Born in South Wales, in 1940, C. W. Nicol became a naturalized Japanese in 1995. His name is recognized by 70 percent of Japanese, an amazing achievement, because of his nature documentaries, books, TV appearances and, ironically, his Whiskey commercials. He has published an incredible number of books covering just about everything. His novels, essays, children's tales, and cookbooks can be found in all Japanese bookstores. But he is best known as the guardian of Japan's increasingly endangered nature.
Nicol has been elected to a number of prestigious environmental committees, including the Japanese Prime Minister's cabinet committee on environmental issues of the 21st century. His activities are not limited to Japan, however. He has, for example, participated on 15 Arctic expeditions and was expedition leader on five of them.
Taking advantage of his foreign upbringing, high-profile credentials and his image as a well-connected ethnic outsider he can attack policies and bureaucrats like no Japanese can. He is both reviled and admired for this. But as long as Japanese don't fight the enthusiastic concrete pourers themselves, they need him. And they know it.
Nicol gives lectures, makes speeches at protest rallies, galvanizes protest and is enemy number one of Japan's powerful Construction Ministry, which has dammed, and thereby damned, 90 percent of Japan's once beautiful rivers. Previously full of life, many are now dead.

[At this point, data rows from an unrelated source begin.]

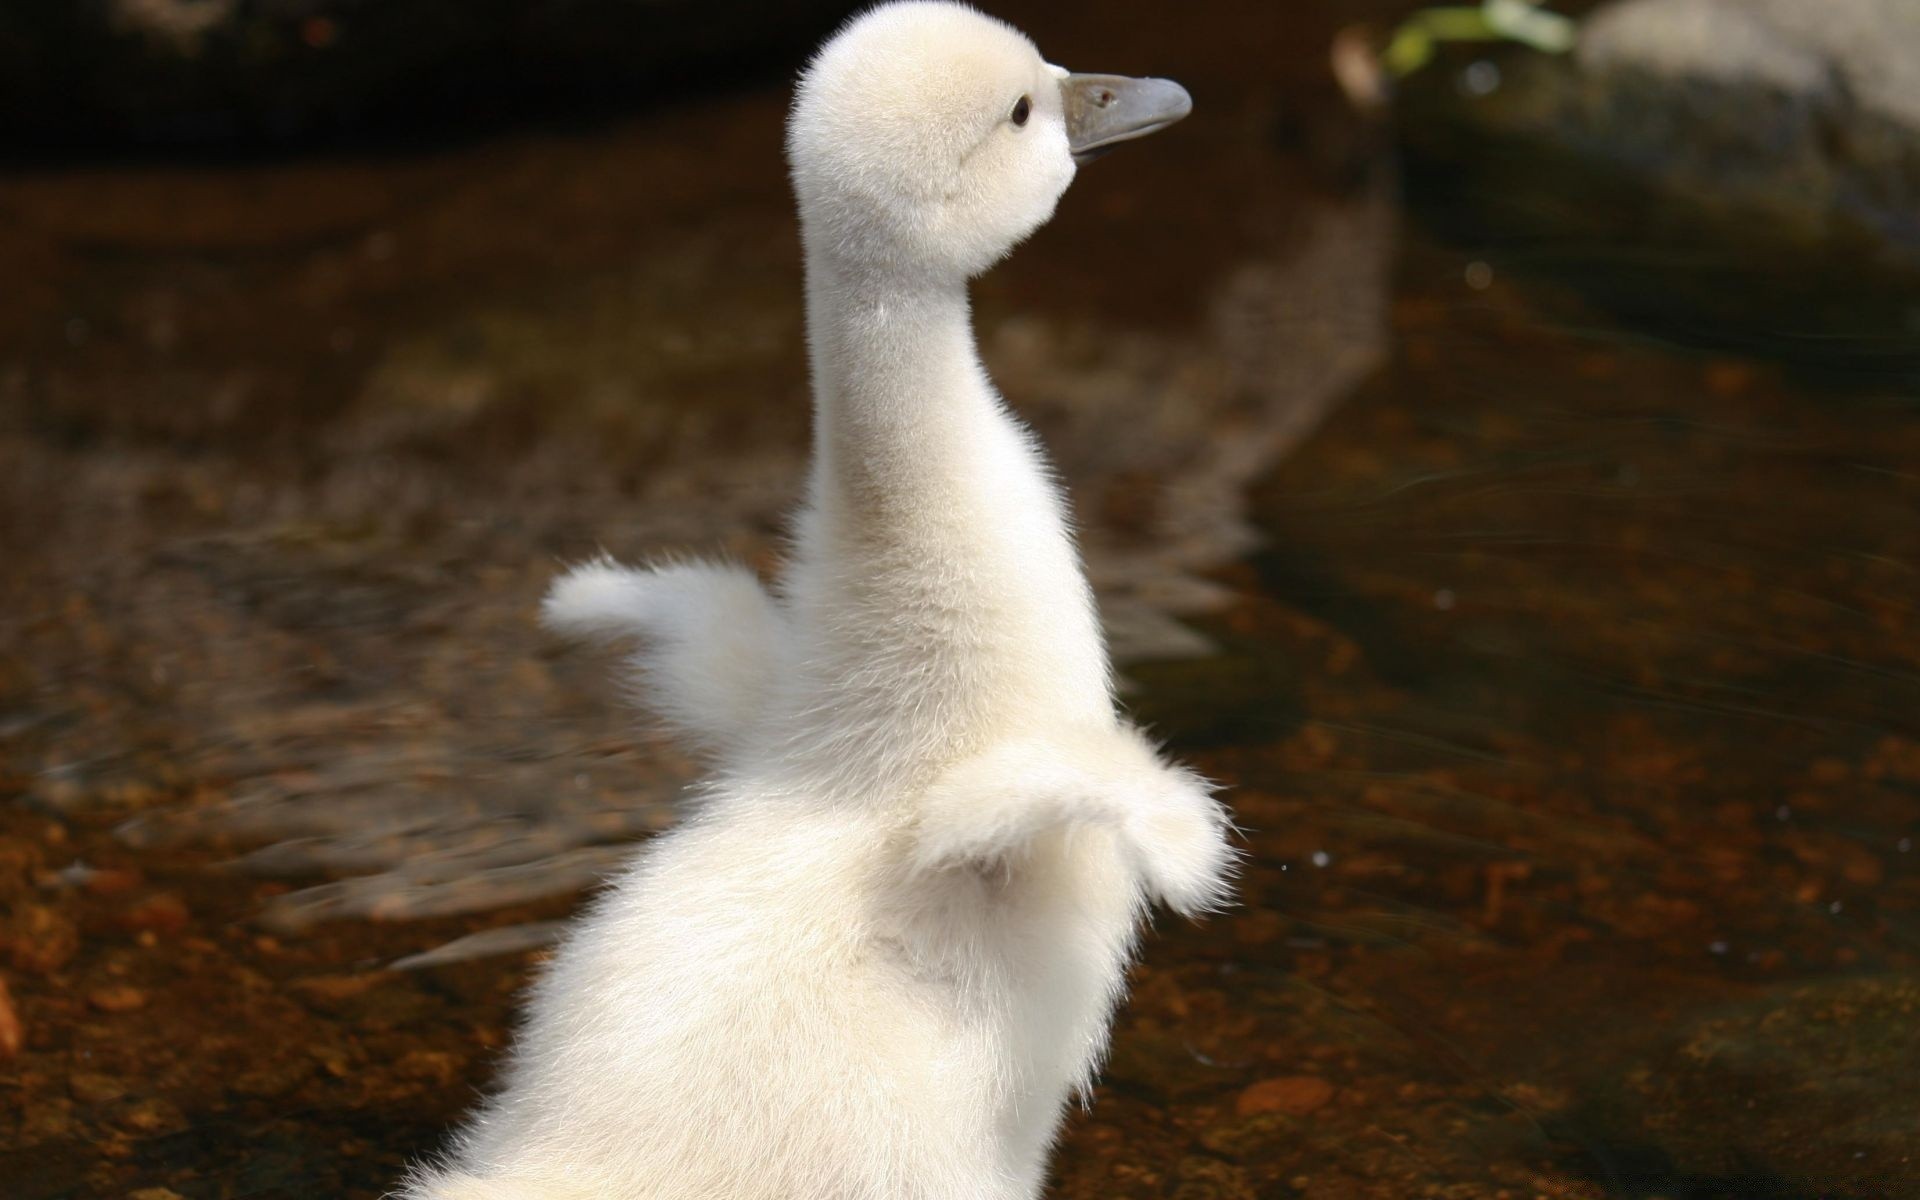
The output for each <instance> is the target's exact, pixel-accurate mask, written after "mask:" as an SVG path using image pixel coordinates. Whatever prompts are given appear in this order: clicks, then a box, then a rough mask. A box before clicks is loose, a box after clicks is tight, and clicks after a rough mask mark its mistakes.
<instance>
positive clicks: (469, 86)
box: [0, 0, 849, 146]
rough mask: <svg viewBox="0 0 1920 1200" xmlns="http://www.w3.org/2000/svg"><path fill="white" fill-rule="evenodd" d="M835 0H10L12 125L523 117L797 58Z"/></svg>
mask: <svg viewBox="0 0 1920 1200" xmlns="http://www.w3.org/2000/svg"><path fill="white" fill-rule="evenodd" d="M847 8H849V6H845V4H837V2H833V0H781V2H778V4H697V2H693V0H632V2H626V0H559V2H534V0H513V2H507V4H468V2H465V0H399V2H394V4H361V2H357V0H17V2H15V4H8V6H4V8H0V136H6V138H8V140H10V142H12V144H19V142H23V140H27V142H40V144H50V146H60V144H73V142H119V140H129V138H131V140H136V142H234V140H240V142H259V140H267V142H280V140H288V138H307V136H315V134H326V132H332V131H344V129H355V127H361V125H369V123H382V125H390V123H396V121H397V123H407V121H419V119H470V115H472V113H480V115H495V117H499V115H511V113H515V111H516V109H526V108H528V106H538V104H551V102H557V100H561V102H578V100H582V98H586V100H599V98H607V96H612V98H620V96H632V94H647V92H657V90H660V88H662V86H664V84H668V83H678V81H685V79H687V77H693V75H695V73H701V75H703V77H710V75H714V73H718V75H722V77H726V75H737V73H739V71H741V69H743V67H751V65H755V63H758V61H772V60H774V58H776V54H778V56H783V58H791V56H793V54H795V52H797V48H801V46H803V44H806V42H810V40H812V38H816V36H818V35H820V33H822V31H824V29H829V27H831V25H833V21H835V19H837V17H839V15H841V13H843V12H845V10H847Z"/></svg>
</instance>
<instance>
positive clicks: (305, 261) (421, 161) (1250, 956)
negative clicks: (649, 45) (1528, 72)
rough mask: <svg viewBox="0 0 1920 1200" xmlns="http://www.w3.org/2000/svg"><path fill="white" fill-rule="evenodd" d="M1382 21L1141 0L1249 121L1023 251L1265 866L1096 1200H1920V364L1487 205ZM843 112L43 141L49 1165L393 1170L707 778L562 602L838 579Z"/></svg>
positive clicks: (1176, 50)
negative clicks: (631, 851) (1391, 87)
mask: <svg viewBox="0 0 1920 1200" xmlns="http://www.w3.org/2000/svg"><path fill="white" fill-rule="evenodd" d="M1329 8H1331V6H1313V13H1317V19H1321V21H1323V23H1325V17H1327V12H1325V10H1329ZM1309 25H1311V21H1309ZM1037 33H1041V35H1043V44H1058V42H1062V40H1064V35H1060V33H1054V35H1052V36H1050V38H1048V36H1044V35H1046V33H1052V31H1041V29H1037ZM1329 33H1331V25H1329V27H1325V29H1321V27H1313V29H1311V31H1308V33H1300V35H1298V36H1296V38H1281V36H1279V35H1277V33H1275V31H1267V29H1263V27H1260V25H1258V19H1256V17H1244V27H1235V35H1236V36H1238V38H1240V44H1242V46H1246V44H1256V46H1271V58H1273V71H1275V79H1277V81H1279V83H1273V84H1271V86H1267V84H1254V83H1248V81H1246V79H1244V75H1233V73H1231V71H1227V69H1225V67H1219V65H1217V61H1215V60H1210V58H1208V56H1206V54H1202V52H1198V50H1194V52H1183V50H1179V46H1175V48H1173V50H1171V58H1173V60H1175V61H1171V63H1164V65H1162V61H1160V58H1156V48H1158V46H1156V38H1158V35H1156V33H1154V31H1152V29H1140V31H1131V33H1112V31H1110V33H1108V35H1106V42H1104V44H1102V46H1104V48H1106V50H1110V52H1114V56H1116V61H1114V63H1112V65H1116V67H1117V69H1135V67H1146V65H1150V67H1154V69H1162V71H1164V73H1167V75H1177V77H1185V79H1188V83H1192V88H1194V92H1196V98H1198V104H1200V108H1198V113H1196V117H1194V119H1192V121H1188V123H1187V125H1183V127H1181V129H1179V131H1175V132H1169V134H1165V136H1164V138H1158V140H1156V142H1150V144H1148V146H1142V148H1139V150H1131V152H1129V154H1117V156H1114V157H1112V159H1108V161H1100V163H1098V165H1092V167H1089V169H1085V171H1083V177H1081V180H1079V182H1077V184H1075V188H1073V192H1071V194H1069V198H1068V202H1066V204H1064V205H1062V211H1060V215H1058V219H1056V223H1054V225H1052V227H1050V228H1046V230H1043V232H1041V234H1039V236H1037V238H1035V240H1033V244H1029V246H1027V248H1023V250H1021V252H1020V253H1018V255H1016V257H1014V259H1012V261H1010V263H1006V265H1004V267H1000V269H996V271H995V273H993V275H989V276H987V278H985V280H983V282H981V284H979V288H977V319H979V330H981V344H983V351H985V355H987V361H989V367H991V369H993V372H995V376H996V380H998V382H1000V386H1002V390H1004V392H1006V394H1008V397H1010V399H1012V403H1014V407H1016V409H1020V411H1021V413H1023V415H1025V417H1027V419H1029V420H1031V422H1033V424H1035V426H1037V428H1039V432H1041V434H1043V438H1046V442H1048V444H1050V447H1052V449H1054V455H1056V459H1058V461H1060V465H1062V472H1064V476H1066V480H1068V484H1069V488H1071V490H1073V497H1075V509H1077V515H1079V518H1081V524H1083V528H1085V543H1087V555H1089V564H1091V570H1092V574H1094V578H1096V584H1098V588H1100V591H1102V599H1104V605H1106V611H1108V616H1110V620H1112V626H1114V639H1116V649H1117V653H1119V657H1121V660H1123V672H1125V676H1127V703H1129V705H1131V707H1133V708H1135V712H1137V714H1139V716H1140V718H1142V720H1146V722H1150V724H1152V726H1154V728H1156V730H1160V732H1162V733H1164V735H1165V737H1167V739H1169V741H1171V743H1173V749H1175V751H1177V753H1181V755H1185V756H1188V758H1190V760H1194V762H1196V764H1200V766H1202V770H1206V772H1210V774H1212V776H1213V778H1217V780H1221V781H1225V783H1227V785H1229V787H1231V793H1229V797H1231V803H1233V806H1235V812H1236V818H1238V822H1240V826H1242V828H1244V837H1246V849H1248V854H1250V858H1248V870H1246V879H1244V887H1242V902H1240V906H1238V908H1235V910H1231V912H1229V914H1225V916H1219V918H1213V920H1210V922H1208V924H1204V925H1200V927H1185V925H1181V924H1175V922H1171V920H1162V922H1160V925H1158V929H1156V931H1154V935H1152V937H1150V939H1148V945H1146V952H1144V962H1142V964H1140V966H1139V970H1137V973H1135V991H1133V998H1131V1002H1129V1004H1127V1008H1125V1010H1123V1014H1121V1016H1119V1021H1117V1025H1116V1043H1114V1056H1112V1064H1110V1068H1108V1071H1106V1075H1104V1081H1102V1085H1100V1091H1098V1096H1096V1098H1094V1104H1092V1108H1091V1112H1085V1114H1077V1116H1075V1117H1073V1121H1071V1125H1069V1131H1068V1137H1066V1142H1064V1150H1062V1154H1060V1160H1058V1173H1056V1183H1054V1190H1052V1194H1056V1196H1064V1198H1075V1200H1094V1198H1102V1200H1104V1198H1116V1200H1133V1198H1150V1196H1152V1198H1160V1196H1167V1198H1179V1200H1206V1198H1221V1200H1242V1198H1252V1196H1260V1198H1283V1196H1284V1198H1290V1196H1302V1198H1315V1200H1348V1198H1352V1200H1359V1198H1380V1200H1388V1198H1392V1200H1427V1198H1430V1200H1440V1198H1475V1200H1480V1198H1484V1200H1496V1198H1505V1200H1530V1198H1536V1196H1553V1198H1578V1200H1601V1198H1611V1196H1620V1198H1636V1200H1642V1198H1655V1196H1661V1198H1668V1200H1682V1198H1690V1200H1814V1198H1836V1200H1837V1198H1849V1200H1878V1198H1885V1200H1899V1198H1912V1196H1920V1083H1916V1079H1920V851H1916V849H1914V843H1916V841H1920V588H1916V584H1920V470H1916V467H1914V465H1916V463H1920V403H1916V397H1914V394H1912V392H1910V390H1907V392H1903V390H1901V388H1899V386H1895V382H1893V380H1885V382H1876V378H1880V376H1874V374H1872V372H1870V371H1864V372H1851V374H1849V376H1847V378H1845V386H1839V384H1830V382H1826V378H1824V376H1818V374H1812V372H1809V371H1801V369H1795V367H1793V365H1791V363H1764V361H1749V359H1734V357H1718V355H1711V353H1705V351H1692V349H1686V348H1684V346H1682V344H1678V342H1676V340H1674V338H1672V332H1670V330H1647V328H1622V326H1619V324H1615V323H1611V321H1609V319H1607V317H1605V315H1603V313H1599V311H1596V309H1592V307H1588V305H1586V301H1582V292H1580V288H1578V286H1576V284H1578V280H1571V282H1569V280H1565V278H1553V276H1549V275H1542V273H1523V271H1507V269H1505V265H1503V263H1501V261H1500V259H1498V257H1494V259H1488V257H1486V255H1484V253H1482V252H1476V250H1475V248H1471V246H1461V244H1452V242H1446V240H1444V238H1440V236H1438V234H1432V232H1428V230H1427V227H1425V225H1423V223H1421V221H1417V219H1413V217H1409V215H1405V213H1404V211H1402V209H1400V205H1398V204H1396V202H1394V198H1392V194H1390V192H1392V190H1390V186H1388V182H1386V180H1382V179H1361V177H1357V175H1354V173H1350V171H1338V169H1331V167H1329V157H1334V159H1340V157H1344V156H1346V150H1350V148H1346V150H1344V148H1342V146H1332V148H1331V150H1329V146H1327V140H1329V138H1332V140H1336V142H1338V138H1340V134H1338V132H1332V134H1331V132H1327V131H1329V129H1338V123H1336V121H1332V119H1331V117H1327V115H1325V111H1327V108H1329V106H1331V104H1332V102H1331V84H1325V86H1323V84H1321V83H1302V81H1313V79H1317V75H1313V71H1317V69H1319V63H1321V54H1323V46H1325V44H1327V35H1329ZM1129 38H1131V40H1129ZM1260 38H1267V40H1265V42H1261V40H1260ZM1066 40H1071V38H1066ZM1229 40H1231V38H1229ZM1263 52H1265V50H1263ZM1183 54H1185V60H1187V61H1183ZM1213 54H1215V58H1217V56H1219V54H1221V52H1217V50H1215V52H1213ZM1100 65H1108V63H1100ZM1210 96H1212V108H1208V106H1210ZM781 106H783V94H781V92H780V88H778V86H766V88H756V90H745V92H735V94H730V96H714V98H708V100H689V102H684V104H676V106H666V108H659V109H653V111H649V113H643V115H637V117H624V119H618V121H603V123H597V125H591V127H582V129H564V131H555V129H538V131H507V132H501V134H497V136H490V138H484V140H476V142H472V144H465V146H442V148H432V150H417V152H407V154H397V152H390V154H382V156H369V157H355V156H334V157H311V159H290V161H278V163H263V165H217V167H209V165H198V167H184V165H182V167H159V165H138V167H86V169H79V167H60V169H17V171H12V173H10V175H8V177H6V179H0V215H4V221H0V276H4V278H6V280H10V282H8V286H6V290H4V296H0V540H4V545H6V564H8V570H6V572H4V576H0V632H4V634H0V983H4V989H0V1194H4V1196H8V1198H10V1200H56V1198H119V1196H129V1198H138V1200H167V1198H169V1196H184V1198H202V1196H205V1198H215V1196H219V1198H227V1196H234V1198H238V1196H259V1198H307V1196H361V1198H372V1196H378V1194H380V1192H382V1190H384V1187H386V1185H390V1183H392V1181H394V1177H396V1175H397V1171H399V1169H401V1165H403V1164H405V1162H407V1158H411V1156H419V1154H422V1152H430V1150H432V1148H434V1146H436V1144H440V1139H442V1137H444V1131H445V1127H447V1125H449V1123H451V1121H453V1119H455V1117H457V1116H459V1114H461V1112H463V1110H465V1108H467V1106H468V1104H470V1102H472V1098H474V1094H476V1089H484V1087H486V1081H488V1075H490V1071H492V1069H493V1064H495V1062H497V1058H499V1052H501V1048H503V1044H505V1039H507V1031H509V1021H511V1018H513V1012H515V996H516V993H518V989H520V987H522V985H524V983H526V979H528V972H530V970H534V968H536V964H538V958H540V954H541V947H543V945H545V943H547V941H549V939H551V933H553V927H555V922H561V920H564V918H566V914H568V912H570V910H572V908H574V906H576V902H578V900H580V897H582V895H584V893H586V891H588V889H589V887H591V885H593V881H595V879H599V877H601V876H603V874H605V872H607V870H609V868H611V866H612V864H616V862H620V860H622V856H624V854H628V852H630V849H632V845H634V843H636V841H637V839H643V837H647V835H649V833H653V831H657V829H659V828H664V826H666V824H668V822H670V820H672V797H674V793H676V789H678V787H682V785H684V783H685V781H687V780H689V778H693V772H695V766H693V764H689V762H685V760H684V758H680V756H678V755H674V753H672V749H670V747H668V745H666V743H664V741H659V739H655V737H651V735H649V733H647V732H645V728H643V726H641V724H639V722H636V720H634V718H632V716H630V714H628V712H624V710H622V708H620V705H618V695H616V687H614V685H611V684H609V680H607V666H609V664H607V662H605V660H603V659H601V657H595V655H591V653H580V651H570V649H566V647H561V645H557V643H551V641H549V639H545V637H541V636H540V634H538V632H536V628H534V607H536V603H538V597H540V593H541V588H543V586H545V582H547V580H549V578H551V574H553V570H555V564H557V563H561V561H568V559H578V557H584V555H589V553H593V551H597V549H601V547H605V549H609V551H612V553H614V555H622V557H643V555H647V553H657V551H662V549H710V547H722V549H726V551H730V553H735V555H739V557H745V559H747V561H751V563H755V564H760V566H772V564H774V563H776V561H778V559H776V557H778V545H780V520H781V513H783V509H785V505H787V503H789V499H791V497H793V493H795V488H797V480H799V470H801V463H803V453H804V436H806V413H804V401H806V392H804V349H803V336H801V311H799V267H797V248H795V232H793V225H791V215H789V209H787V194H785V180H783V177H781V167H780V113H781ZM1304 113H1306V115H1304ZM1313 113H1319V117H1315V115H1313ZM1323 117H1325V119H1323Z"/></svg>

He calls Japan a country that is "polluted with money." Several years ago he fought such "money pollution" when he discovered that medical waste and toxic chemicals were dumped in Nagano, by an organization connected with yakuza, Japan's Mafia. Together with friends he was able to prove that dioxin leached at dangerous levels. After a lengthy public campaign health officials eventually ordered the removal of the waste.
"I long," Nicol said in a 1997 speech, "for the return of beautiful Japan, a nation of natural beauty."